Des actes de groupes armés au Sahel central et au Nigéria

Toujours en Afrique de l’Ouest, c’est désormais Nigéria qui est une source de préoccupation pour l’Observatoire. Même si Abuja a déclaré en novembre 2011 lors de la onzième Conférence des États parties, qu’il avait retiré de son territoire toutes les mines antipersonnel connues, des incidents sont rapportés depuis 2017.

« Des incidents impliquant des victimes civiles et militaires ont été signalés, à la suite de la pose de mines terrestres et d’une série d’autres engins explosifs produits localement par Boko Haram dans le nord-est du pays, en particulier dans les États de Borno, Yobe et Adamawa », détaille le rapport.

Plus largement, des allégations faisant état de l’arrivée de nouvelles mines antipersonnel aux mains des groupes armés non étatiques qui combattent au Nigéria, mais aussi au Mali, au Niger et au Burkina Faso, n’ont pu être « confirmées », précise l’Observatoire des mines. D’autres allégations non-confirmées sont relatives à des groupes armés non-étatiques au Cameroun, au Tchad, en Égypte, en Somalie, en Tunisie, mais aussi en Syrie, aux Philippines, en Turquie, et au Yémen.

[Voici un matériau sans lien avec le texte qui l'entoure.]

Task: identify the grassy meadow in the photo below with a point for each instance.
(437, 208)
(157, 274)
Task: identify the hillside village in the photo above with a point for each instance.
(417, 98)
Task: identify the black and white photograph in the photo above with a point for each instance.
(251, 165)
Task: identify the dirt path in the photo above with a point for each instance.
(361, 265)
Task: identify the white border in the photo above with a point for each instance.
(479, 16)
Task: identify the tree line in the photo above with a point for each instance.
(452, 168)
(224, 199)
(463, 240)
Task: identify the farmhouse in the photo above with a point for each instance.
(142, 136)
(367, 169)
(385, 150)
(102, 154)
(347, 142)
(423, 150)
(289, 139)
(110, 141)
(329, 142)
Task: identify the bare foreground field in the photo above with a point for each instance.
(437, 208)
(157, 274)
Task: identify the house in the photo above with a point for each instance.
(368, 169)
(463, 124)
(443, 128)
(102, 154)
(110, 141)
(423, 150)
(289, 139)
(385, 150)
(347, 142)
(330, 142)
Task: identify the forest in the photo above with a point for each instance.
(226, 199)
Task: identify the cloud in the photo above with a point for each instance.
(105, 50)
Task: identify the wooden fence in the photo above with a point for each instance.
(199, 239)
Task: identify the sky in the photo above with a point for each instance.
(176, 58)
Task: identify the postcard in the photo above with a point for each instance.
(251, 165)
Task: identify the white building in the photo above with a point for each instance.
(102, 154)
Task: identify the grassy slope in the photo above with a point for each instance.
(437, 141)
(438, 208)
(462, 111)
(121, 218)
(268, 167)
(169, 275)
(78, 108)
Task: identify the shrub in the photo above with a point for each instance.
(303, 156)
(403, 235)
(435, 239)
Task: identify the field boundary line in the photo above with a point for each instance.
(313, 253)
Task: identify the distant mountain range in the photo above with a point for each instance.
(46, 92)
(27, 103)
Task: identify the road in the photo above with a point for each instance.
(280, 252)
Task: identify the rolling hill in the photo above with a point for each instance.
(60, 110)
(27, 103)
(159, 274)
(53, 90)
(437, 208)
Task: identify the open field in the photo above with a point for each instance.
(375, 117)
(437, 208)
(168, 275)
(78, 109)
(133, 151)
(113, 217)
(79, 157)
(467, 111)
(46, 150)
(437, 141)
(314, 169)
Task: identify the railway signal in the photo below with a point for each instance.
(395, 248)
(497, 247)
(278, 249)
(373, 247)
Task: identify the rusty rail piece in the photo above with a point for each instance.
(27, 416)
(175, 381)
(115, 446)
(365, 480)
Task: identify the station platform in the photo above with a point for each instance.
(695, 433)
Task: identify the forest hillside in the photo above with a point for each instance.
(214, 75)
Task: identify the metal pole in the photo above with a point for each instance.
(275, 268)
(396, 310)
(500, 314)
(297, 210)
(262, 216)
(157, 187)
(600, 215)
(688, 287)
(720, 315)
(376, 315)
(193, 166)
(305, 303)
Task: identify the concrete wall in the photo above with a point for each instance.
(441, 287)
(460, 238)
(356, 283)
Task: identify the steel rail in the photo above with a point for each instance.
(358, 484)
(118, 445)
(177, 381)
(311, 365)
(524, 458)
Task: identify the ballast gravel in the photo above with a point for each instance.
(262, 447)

Le Myanmar est le seul Etat à utiliser des mines antipersonnel depuis mi-2019

Seul un Etat, le Myanmar, a utilisé des mines antipersonnel depuis mi-2019. Ce pays d’asie du Sud-Estil n’est pas l’un des 164 Etats partie au traité d’interdiction. Des groupes armés non-étatiques ont eux recouru à ces armes dans au moins six pays : Afghanistan, Colombie, Inde, Libye, Myanmar, et Pakistan.

En outre, « dans certains incidents, il n’est pas toujours possible de savoir si l’engin impliqué était un IED commandé à distance qui n’a pas été utilisé ou s’il s’agissait d’une mine activée à dessein. L’impact en termes de pertes est impossible à distinguer ».

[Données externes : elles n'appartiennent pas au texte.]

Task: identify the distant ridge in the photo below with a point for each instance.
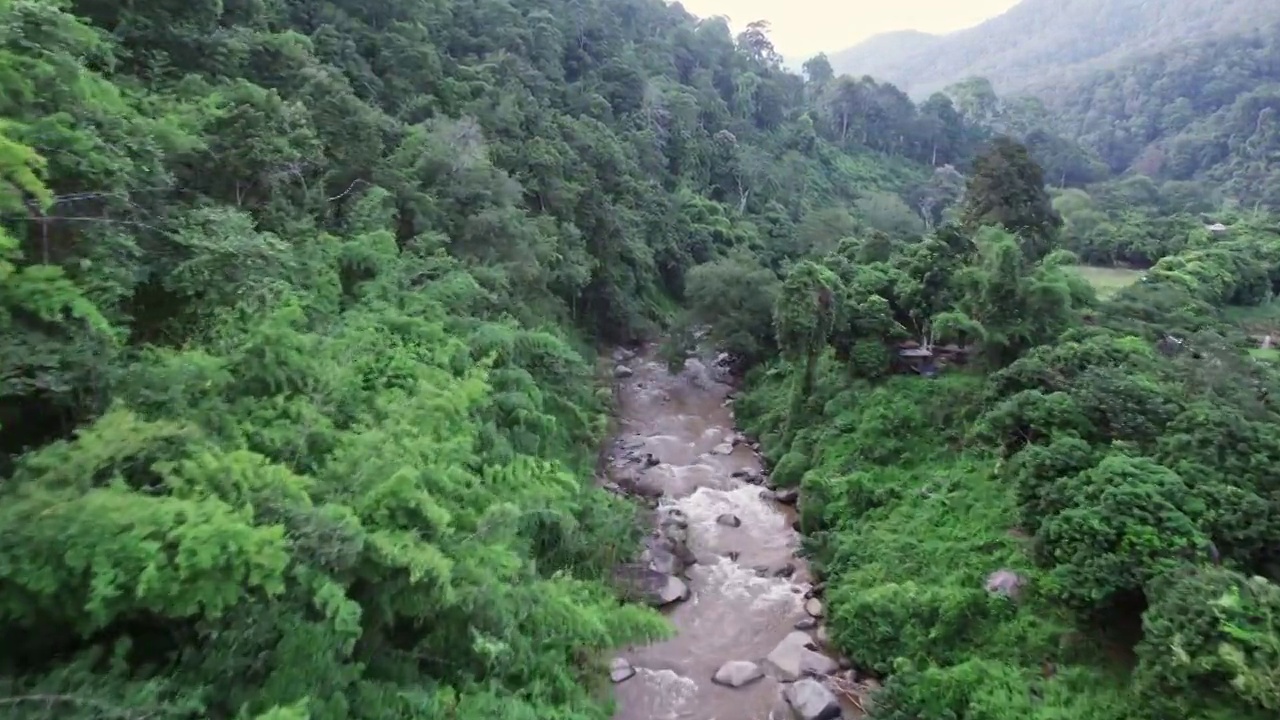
(1041, 42)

Et si de vastes régions en ont été débarrassées grâce aux opérations de dépollution financées par la communauté internationale, notamment en Afghanistan, au Cambodge ou en Iraq, ces armes restent largement disséminées. Au total, une trentaine d’Etats restent contaminés. Parmi eux, seuls six semblent pouvoir être libérés de mines antipersonnel dans les délais prévus d’ici 2025. « Autre problème, la pandémie a rendu difficile l’accès des rescapés et des personnes handicapées aux prestations liées à leur assistance », a montré le rapport.

Sur un autre plan, ce sont au moins 156 kilomètres carré de terres, qui ont été déminées en 2019. Plus de 123.000 mines antipersonnel ont été aussi détruites, un chiffre en augmentation depuis 2018. Plus de 269.000 qui étaient stockées ont aussi été éliminées en 2019 par les Etats parties, portant le total à plus de 55 millions.

Parallèlement, l’Observatoire des mines a listé 12 États comme producteurs de mines car ils n’ont toujours pas renié la possibilité d’une production future : la Chine, la Corée du Nord, la Corée du Sud, Cuba, les États-Unis, l’Inde, le Myanmar, le Pakistan, la Russie, Singapour et le Vietnam.